Like it was always meant to be.
Chapter Twenty-Six
Jonas.
I manage to grab Maverick by the shirt collar before he goes tumbling down the freaky secret staircase.
“Thank you,” he breathes.
I nod, continuing down, shivering when I realize the temperature has dropped incredibly the farther we get down.
“Now I know why those kids died back in the seventies getting down here and they closed it off.”
Wrong. They closed it off because too many people were becoming curious as to why the SDC house was hosting secret parties in the woods. So they created this secret entryway to get to the underground room before they were able to build tunnels connecting it from the morgue in the medical department. Those kids died here because they discovered something they shouldn’t have.
I always knew this was here, I just didn’t know how to get into it. Now I do.
And I hate it. It feels like there’s someone behind us watching our every move. I think Mav feels it too, because he tenses every few steps down. We reach the bottom step, looking at the bottom of the doors to see which one looks like the most used. One of them leads underground. I do not want to go underground. I spend enough time there as it is.
Spotting the one with the least amount of dust accumulated like our girl said we would, I turn off the flashlight from my phone, darken the screen, shove it in my pocket and turn the door handle.
“Well, that was anticlimactic.” Mav murmurs.
“Expecting fog and spooky synthesizer music? Bats?”

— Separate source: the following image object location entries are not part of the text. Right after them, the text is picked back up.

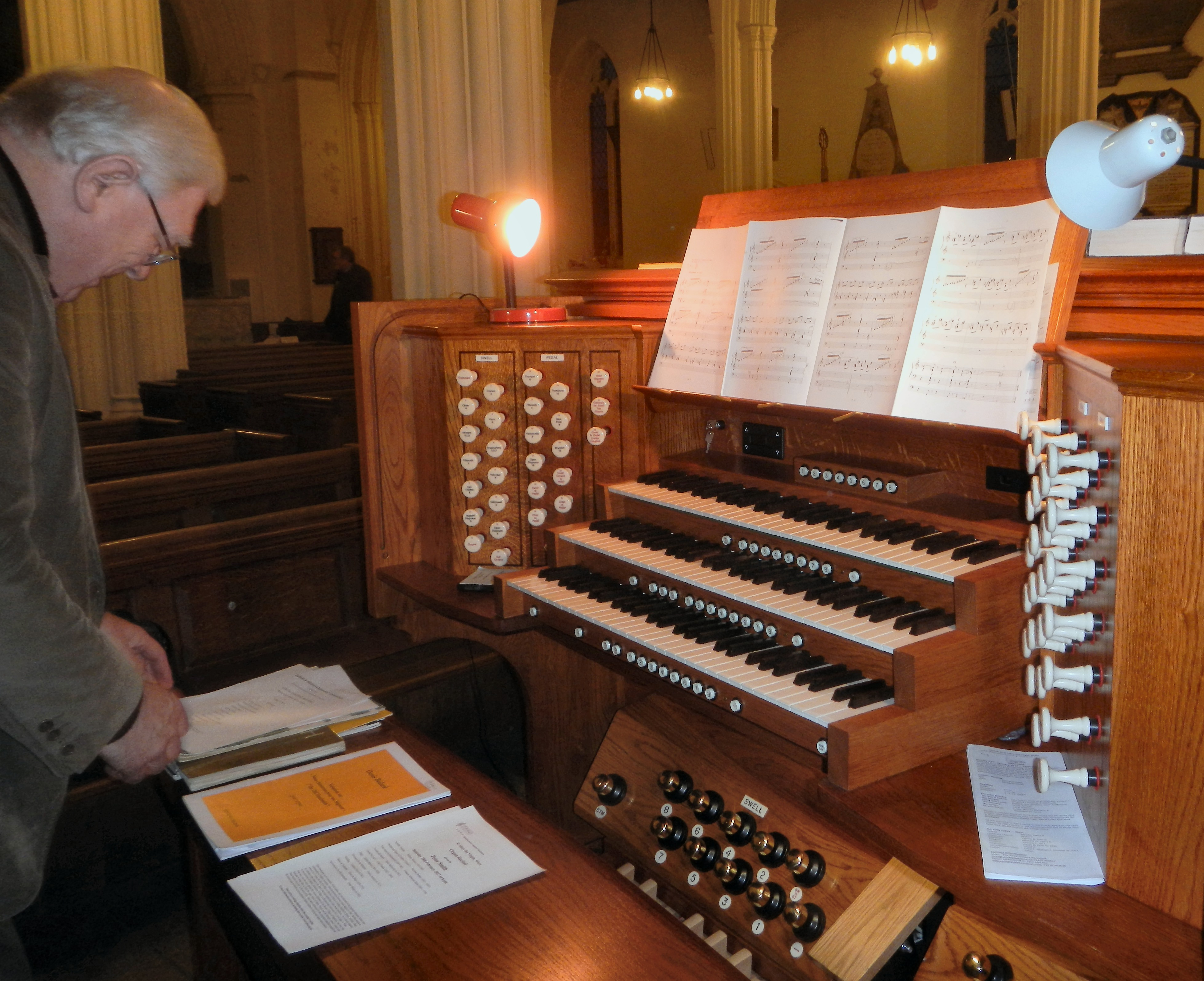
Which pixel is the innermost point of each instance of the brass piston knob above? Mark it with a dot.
(736, 874)
(671, 832)
(771, 847)
(702, 853)
(807, 867)
(769, 900)
(676, 785)
(610, 788)
(737, 826)
(707, 806)
(806, 920)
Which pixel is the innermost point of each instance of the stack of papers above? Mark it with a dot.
(270, 811)
(1025, 836)
(280, 720)
(382, 878)
(285, 702)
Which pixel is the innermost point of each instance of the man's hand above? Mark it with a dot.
(153, 741)
(140, 647)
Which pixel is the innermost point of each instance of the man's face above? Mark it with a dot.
(120, 235)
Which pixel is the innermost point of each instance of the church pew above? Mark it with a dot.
(258, 405)
(176, 453)
(138, 506)
(96, 433)
(319, 420)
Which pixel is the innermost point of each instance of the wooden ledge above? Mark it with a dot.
(436, 589)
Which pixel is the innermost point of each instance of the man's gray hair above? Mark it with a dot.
(85, 113)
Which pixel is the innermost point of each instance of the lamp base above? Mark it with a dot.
(528, 315)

Mav holds back a laugh. “I mean, from the journey thus far – yeah, kind of.”
I let out a soft chuckle. “C’mon, let’s get this over with. You have your low light?” I ask, pulling mine out form my jacket pocket.
“Yeah,” he says, doing the same, clicking it on and we close the book-door behind us.

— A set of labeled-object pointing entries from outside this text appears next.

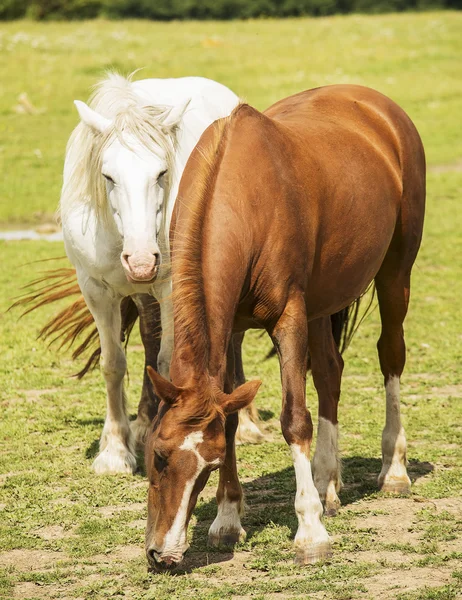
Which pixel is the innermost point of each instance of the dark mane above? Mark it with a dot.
(189, 316)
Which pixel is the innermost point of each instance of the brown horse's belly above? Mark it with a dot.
(338, 283)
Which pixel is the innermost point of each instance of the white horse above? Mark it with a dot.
(123, 166)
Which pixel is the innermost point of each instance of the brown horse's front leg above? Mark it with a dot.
(248, 431)
(326, 368)
(290, 337)
(226, 530)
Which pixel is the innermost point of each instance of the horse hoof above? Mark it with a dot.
(399, 487)
(226, 538)
(331, 508)
(309, 555)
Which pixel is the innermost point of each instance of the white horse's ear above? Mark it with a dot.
(176, 114)
(91, 118)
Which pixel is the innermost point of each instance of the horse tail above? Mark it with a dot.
(73, 321)
(345, 322)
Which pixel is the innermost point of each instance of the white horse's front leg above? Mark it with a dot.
(117, 451)
(164, 297)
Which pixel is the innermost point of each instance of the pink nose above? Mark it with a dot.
(140, 266)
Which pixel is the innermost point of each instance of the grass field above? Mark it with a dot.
(66, 533)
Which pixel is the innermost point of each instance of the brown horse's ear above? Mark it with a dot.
(240, 398)
(163, 388)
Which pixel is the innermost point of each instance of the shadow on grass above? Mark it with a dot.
(270, 499)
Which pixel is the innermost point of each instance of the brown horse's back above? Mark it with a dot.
(343, 166)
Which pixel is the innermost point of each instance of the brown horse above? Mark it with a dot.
(283, 218)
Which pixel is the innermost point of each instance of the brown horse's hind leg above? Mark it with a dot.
(393, 294)
(226, 529)
(327, 368)
(290, 337)
(149, 313)
(248, 431)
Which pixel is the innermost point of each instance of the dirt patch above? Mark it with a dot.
(53, 532)
(388, 584)
(30, 560)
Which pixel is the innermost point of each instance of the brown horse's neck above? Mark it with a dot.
(200, 339)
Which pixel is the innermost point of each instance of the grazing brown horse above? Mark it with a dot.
(283, 218)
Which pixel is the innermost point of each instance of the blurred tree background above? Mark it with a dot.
(167, 10)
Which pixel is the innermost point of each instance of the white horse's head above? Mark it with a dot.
(135, 158)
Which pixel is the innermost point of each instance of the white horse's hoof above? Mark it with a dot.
(312, 553)
(224, 537)
(114, 461)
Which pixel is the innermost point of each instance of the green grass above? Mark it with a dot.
(65, 533)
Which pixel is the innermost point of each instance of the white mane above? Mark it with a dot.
(131, 117)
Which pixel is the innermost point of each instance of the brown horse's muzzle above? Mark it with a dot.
(161, 563)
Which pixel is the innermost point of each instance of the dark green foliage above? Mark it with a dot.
(167, 10)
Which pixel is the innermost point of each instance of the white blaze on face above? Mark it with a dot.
(393, 436)
(326, 463)
(307, 504)
(175, 541)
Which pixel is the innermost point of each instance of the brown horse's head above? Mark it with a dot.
(186, 443)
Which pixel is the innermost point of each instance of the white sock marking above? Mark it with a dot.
(326, 463)
(227, 520)
(307, 504)
(393, 436)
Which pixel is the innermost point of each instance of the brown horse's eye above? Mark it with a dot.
(160, 462)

He leads me to the biography section, where Raven said she found it the first time around, and sure enough, glad I have my gloves on, I take the fucking thing and shove it in my backpack. I’ll be burning it, too.
We leave the same way we came in, taking the stairs up and out of the Monroe library.

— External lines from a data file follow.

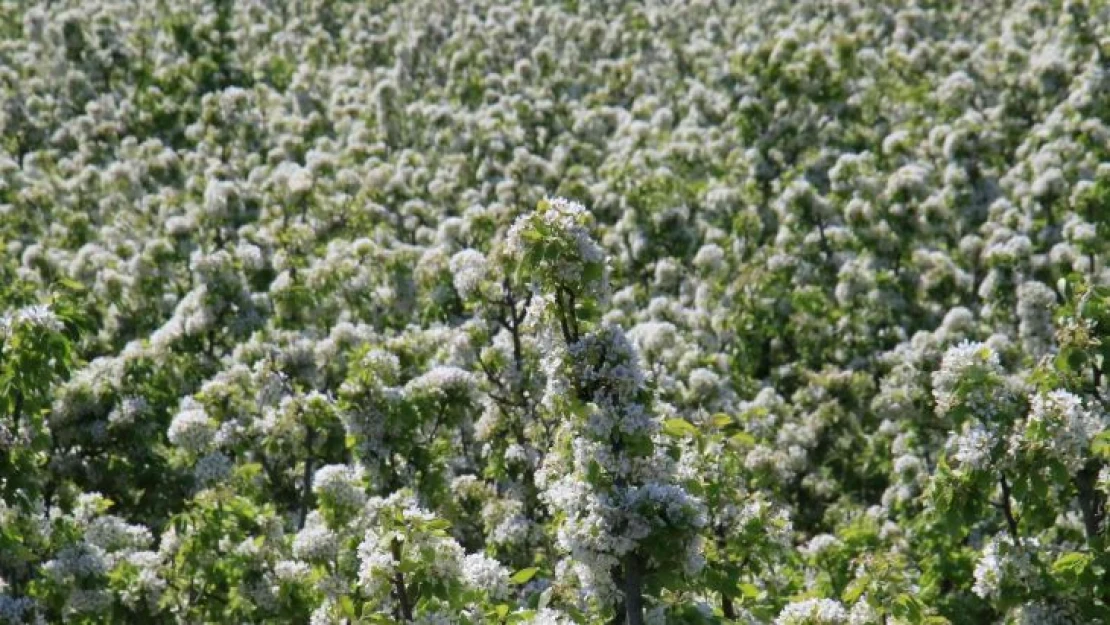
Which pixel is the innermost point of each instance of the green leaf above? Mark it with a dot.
(720, 420)
(1071, 564)
(1100, 445)
(678, 427)
(743, 439)
(524, 575)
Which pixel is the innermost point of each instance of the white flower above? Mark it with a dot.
(813, 612)
(191, 427)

At home, we’re sitting around the table in the den when I pull it out and place it on the table, the urge to retch growing stronger the longer I stare at it. Damon already had a fire going by the time we got back, slinking off RMU’s campus like a couple of shadows.
Maverick reaches out to touch it.
“NO!” We collectively scream.
He pulls his arm back like we burned him. “What kind of binding is that?”
“S-s-skin.” Raven replies and Mav stares at it in horror.
I sigh. “The story goes like this – Back in 1907, there were six men, the fifth generation of Rayne-Moore’s founding fathers. They wanted something that would tie them together. Something more than just a fraternity or memories of their time here, so they began the Syndicate. It wasn’t murders at first. It was just your run of the mill fancy secret parties in secret locations. Only the elite were allowed. There was another guy, Jacobson,” I point to the leathered flesh-book, “That wouldn’t shut up about it. Started just inviting everyone… people of… “lower” class. People thatweren’t even students here. And the others weren’t happy about it, not to mention, this guy was a fucking skid mark of the group. Some say rape, some say he was gay, which back then, you know… Nobody knows exactly what happened, or how he ended up dead, just that he did.” I reach over and flip to the very first page.
1907 - D. Jacobson – J. Prescott, S. Monroe, A. Anderson, L. Rayne, T. Moore
“They were the first to get away with murder.” Damon concludes.